On Thursday, a Paris court ruled that there was no proof that Villepin had played any role in disseminating a forged list containing the names of scores of individual, including that of Sarkozy, who allegedly had received kickbacks from the 1991 sale of French frigates to Taiwan.
Marin said he had been "surprised" by the verdict, which "seems the opposite of what had been said during the trial."
A retrial could take place by the end of the year or the beginning of 2011, he said.
Villepin reacted immediately, telling RMC radio that Sarkozy was behind the decision to put him on trial again.
"Nicholas Sarkozy prefers to persist in his bitterness, in his hatred," said the former prime minister. "It is a sad spectacle. It is not a good day for politics."
Villepin and Sarkozy have waged a fierce political rivalry since they were ministers in the government of president Jacques Chirac.

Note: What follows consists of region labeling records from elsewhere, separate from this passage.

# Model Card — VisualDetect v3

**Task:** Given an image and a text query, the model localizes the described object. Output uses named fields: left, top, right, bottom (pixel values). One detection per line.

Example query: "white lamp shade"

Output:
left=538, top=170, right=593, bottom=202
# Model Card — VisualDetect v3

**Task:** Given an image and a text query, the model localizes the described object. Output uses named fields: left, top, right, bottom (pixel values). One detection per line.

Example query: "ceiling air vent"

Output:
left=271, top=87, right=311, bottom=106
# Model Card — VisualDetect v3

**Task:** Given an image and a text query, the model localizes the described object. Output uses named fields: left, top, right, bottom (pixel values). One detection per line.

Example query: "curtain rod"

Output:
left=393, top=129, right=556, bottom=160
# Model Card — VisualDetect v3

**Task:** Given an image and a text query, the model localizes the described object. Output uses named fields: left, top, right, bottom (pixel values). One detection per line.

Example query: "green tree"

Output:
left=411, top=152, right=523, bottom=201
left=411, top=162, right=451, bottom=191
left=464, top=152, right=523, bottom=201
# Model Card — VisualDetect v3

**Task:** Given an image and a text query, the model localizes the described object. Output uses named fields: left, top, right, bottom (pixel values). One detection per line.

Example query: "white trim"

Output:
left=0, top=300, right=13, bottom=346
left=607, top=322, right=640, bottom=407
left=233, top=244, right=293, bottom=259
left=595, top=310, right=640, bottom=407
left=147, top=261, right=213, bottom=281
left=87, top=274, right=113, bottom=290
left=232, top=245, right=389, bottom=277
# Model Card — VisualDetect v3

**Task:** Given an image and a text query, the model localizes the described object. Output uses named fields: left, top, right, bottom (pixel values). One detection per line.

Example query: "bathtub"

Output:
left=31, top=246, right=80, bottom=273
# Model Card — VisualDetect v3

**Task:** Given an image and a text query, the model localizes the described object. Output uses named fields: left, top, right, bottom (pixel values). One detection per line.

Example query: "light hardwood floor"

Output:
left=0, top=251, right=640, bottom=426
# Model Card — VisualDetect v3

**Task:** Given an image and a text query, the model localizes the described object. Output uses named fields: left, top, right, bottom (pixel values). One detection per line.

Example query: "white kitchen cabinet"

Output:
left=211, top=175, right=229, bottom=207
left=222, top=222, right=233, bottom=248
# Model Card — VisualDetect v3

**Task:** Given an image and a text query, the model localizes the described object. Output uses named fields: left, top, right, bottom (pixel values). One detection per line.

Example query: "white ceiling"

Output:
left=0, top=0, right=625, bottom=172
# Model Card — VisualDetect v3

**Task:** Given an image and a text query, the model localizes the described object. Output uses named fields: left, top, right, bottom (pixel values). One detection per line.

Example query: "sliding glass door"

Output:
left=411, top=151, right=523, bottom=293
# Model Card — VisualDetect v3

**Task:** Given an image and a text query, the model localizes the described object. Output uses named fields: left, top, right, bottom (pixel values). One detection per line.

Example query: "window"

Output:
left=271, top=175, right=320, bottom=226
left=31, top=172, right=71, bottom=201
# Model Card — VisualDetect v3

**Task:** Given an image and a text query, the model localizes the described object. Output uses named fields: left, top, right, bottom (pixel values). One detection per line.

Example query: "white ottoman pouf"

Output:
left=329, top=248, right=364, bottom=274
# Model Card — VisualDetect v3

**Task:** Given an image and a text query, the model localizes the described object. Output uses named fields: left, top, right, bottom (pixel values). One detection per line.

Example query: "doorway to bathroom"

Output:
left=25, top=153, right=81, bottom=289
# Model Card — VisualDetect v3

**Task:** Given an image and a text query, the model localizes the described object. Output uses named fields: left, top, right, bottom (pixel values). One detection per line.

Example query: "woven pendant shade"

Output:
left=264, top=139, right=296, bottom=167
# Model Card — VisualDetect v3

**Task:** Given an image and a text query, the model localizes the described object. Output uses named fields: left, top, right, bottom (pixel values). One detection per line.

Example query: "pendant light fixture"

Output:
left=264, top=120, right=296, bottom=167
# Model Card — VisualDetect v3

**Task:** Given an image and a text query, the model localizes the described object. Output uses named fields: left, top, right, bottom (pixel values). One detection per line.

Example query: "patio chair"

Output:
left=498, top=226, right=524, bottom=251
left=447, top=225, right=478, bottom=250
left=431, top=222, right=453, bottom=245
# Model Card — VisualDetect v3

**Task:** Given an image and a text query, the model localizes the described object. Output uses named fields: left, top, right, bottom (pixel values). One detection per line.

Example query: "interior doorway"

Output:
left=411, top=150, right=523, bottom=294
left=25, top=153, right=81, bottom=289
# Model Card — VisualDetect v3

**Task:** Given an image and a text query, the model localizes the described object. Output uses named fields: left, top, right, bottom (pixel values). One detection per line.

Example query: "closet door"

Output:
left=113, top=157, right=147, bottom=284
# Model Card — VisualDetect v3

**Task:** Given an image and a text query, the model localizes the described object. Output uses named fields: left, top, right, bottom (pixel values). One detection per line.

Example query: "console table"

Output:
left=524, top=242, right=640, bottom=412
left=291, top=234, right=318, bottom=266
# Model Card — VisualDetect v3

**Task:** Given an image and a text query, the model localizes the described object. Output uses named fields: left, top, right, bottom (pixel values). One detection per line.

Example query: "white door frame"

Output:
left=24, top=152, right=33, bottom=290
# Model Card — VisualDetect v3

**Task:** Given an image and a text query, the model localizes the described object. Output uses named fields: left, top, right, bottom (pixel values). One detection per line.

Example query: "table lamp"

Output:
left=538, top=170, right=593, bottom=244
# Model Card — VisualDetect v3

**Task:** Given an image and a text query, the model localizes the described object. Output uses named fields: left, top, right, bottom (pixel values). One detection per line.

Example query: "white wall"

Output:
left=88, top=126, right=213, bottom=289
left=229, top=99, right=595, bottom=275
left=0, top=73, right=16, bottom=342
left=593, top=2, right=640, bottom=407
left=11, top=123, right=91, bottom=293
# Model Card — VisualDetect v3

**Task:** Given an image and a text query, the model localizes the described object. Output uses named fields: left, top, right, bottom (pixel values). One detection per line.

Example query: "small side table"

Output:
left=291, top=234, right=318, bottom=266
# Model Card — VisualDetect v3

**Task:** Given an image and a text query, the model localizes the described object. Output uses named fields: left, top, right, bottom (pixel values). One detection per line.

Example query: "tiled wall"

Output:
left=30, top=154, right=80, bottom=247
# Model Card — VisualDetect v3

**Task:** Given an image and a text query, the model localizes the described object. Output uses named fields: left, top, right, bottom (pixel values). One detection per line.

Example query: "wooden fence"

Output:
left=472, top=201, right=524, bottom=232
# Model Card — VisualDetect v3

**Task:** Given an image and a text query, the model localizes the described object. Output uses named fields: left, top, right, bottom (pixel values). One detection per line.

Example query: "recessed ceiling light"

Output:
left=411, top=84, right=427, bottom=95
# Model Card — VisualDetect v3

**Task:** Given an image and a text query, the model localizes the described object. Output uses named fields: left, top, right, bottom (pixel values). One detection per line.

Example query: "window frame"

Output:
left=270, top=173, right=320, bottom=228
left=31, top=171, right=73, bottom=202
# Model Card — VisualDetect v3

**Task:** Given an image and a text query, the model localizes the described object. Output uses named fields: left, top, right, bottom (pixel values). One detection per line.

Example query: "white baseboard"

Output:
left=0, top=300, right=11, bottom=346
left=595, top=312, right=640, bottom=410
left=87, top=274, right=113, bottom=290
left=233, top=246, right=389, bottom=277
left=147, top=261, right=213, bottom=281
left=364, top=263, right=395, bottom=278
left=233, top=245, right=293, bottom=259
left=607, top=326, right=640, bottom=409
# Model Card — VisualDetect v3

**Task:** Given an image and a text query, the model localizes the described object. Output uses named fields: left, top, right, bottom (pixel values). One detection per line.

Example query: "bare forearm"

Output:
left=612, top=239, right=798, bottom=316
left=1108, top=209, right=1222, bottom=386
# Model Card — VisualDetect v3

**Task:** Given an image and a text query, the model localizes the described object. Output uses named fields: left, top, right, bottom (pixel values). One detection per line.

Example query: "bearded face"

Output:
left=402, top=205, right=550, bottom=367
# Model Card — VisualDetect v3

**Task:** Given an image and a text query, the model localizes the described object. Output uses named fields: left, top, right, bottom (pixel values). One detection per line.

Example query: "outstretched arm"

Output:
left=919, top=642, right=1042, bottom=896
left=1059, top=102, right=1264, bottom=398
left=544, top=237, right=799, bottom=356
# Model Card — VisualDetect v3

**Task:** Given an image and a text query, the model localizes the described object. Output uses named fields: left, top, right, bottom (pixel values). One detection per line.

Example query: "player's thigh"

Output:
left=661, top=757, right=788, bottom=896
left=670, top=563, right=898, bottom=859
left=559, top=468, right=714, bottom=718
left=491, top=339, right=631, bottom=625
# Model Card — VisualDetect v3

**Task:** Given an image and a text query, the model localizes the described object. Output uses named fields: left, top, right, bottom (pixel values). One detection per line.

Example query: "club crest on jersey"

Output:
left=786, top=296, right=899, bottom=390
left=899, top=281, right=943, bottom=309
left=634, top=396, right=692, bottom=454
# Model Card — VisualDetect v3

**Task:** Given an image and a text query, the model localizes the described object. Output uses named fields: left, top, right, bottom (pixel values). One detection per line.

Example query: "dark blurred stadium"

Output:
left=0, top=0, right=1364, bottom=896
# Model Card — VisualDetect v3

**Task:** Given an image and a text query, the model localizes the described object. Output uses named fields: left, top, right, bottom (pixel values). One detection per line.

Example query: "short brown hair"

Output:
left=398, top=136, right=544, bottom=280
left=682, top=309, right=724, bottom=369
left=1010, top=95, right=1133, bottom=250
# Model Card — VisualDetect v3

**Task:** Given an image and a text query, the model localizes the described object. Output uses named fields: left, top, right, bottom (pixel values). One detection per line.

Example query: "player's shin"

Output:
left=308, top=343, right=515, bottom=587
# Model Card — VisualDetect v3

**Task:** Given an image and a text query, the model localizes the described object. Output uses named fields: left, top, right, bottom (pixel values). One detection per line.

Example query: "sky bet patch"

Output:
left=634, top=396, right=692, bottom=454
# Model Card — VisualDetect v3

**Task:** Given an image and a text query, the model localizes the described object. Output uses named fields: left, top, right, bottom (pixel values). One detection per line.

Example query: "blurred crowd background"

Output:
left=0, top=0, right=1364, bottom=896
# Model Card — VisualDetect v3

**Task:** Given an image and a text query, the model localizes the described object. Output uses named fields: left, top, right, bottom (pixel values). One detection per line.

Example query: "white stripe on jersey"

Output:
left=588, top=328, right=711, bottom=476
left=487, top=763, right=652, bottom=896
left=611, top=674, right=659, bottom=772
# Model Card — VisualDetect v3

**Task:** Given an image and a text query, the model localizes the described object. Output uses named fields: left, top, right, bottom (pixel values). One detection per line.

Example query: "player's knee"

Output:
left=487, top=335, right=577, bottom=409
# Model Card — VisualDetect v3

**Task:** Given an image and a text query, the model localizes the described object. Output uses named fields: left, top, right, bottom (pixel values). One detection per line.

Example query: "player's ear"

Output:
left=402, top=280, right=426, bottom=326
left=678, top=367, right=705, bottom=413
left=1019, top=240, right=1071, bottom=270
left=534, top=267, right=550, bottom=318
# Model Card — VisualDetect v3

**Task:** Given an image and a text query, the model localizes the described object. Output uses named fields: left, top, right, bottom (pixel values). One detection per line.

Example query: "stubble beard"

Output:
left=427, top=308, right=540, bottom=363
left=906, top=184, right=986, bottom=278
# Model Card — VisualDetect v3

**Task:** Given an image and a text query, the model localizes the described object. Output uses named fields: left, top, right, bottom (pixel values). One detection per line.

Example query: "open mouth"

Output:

On Thursday, just hours after he was cleared, Villepin depicted himself as a conservative alternative to Sarkozy, whose policies, he said, "are not bringing results."
Asked about a possible challenge to Sarkozy for the 2012 presidential election, Villepin said, "My preoccupation is not 2012, it is 2010, it is today." He added that "other responses are possible" within the centre-right coalition governing the country.